Push-in style drink tab popular today
This is not Mike Debinhams design which now
has gone the same way as the first ring-pull.
The Push-in Pop-Top can was first seen on The
Inventors TV series which was on air between
1970-1982. It gave backyard inventors with
a golden opportunity to launch their new idea.
Some other well known inventions first seen on
The Inventors include The Swirl on Rotary Brush,
Ferro Cement Building Panel, Split Nut, Orbital
Engine and Digital Heart-Rate Monitor were al
successful innovations that made their
debut on the program.
The ring-pull pop-top opening drink can was invented in the USA by Ermal Faze, but the throwaway ring-pull design caused a huge litter problem and was also sharp and dangerous.

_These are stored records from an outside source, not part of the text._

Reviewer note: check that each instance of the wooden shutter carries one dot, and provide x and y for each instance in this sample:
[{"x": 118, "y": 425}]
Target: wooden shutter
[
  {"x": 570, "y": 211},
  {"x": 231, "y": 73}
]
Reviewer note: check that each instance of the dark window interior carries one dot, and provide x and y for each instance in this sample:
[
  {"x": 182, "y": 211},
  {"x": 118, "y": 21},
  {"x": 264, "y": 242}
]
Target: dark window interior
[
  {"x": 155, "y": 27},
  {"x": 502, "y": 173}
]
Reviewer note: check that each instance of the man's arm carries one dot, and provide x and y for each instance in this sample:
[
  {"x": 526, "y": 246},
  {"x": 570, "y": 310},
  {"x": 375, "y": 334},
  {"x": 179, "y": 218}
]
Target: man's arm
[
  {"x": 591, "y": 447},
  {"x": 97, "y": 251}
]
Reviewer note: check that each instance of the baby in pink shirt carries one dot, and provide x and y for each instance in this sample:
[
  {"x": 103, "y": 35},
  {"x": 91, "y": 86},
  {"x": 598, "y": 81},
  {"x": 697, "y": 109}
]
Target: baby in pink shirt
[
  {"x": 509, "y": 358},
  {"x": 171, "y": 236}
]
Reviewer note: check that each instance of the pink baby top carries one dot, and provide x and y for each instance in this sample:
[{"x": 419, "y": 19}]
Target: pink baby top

In 1973 Mike Debenham invented the Presto pop-top can. His push-in drink tab design had two holes, one to let out the pressure inside the can and the other for a straw. The tabs stayed stuck to the can so they do not create litter.
Presto cans were sold all over the world but since then other non-littering can opening designs have been developed that have improved on the original design.
The first Pop Top Can with the throwaway ring-pull was invented by Ermal Fraze, owner of Dayton Reliable Tool and Manufacturing Company. The legend goes that, in the late 1950s, Fraze was at a family picnic and wanted a beer, but had forgotten the can opener. He was forced to employ the bumper of his car to open the beer. In his frustration, Fraze vowed to develop an easy-opening can. The first shipments of the pop top can went to the Iron City brewery, and the public response was enthusiastic.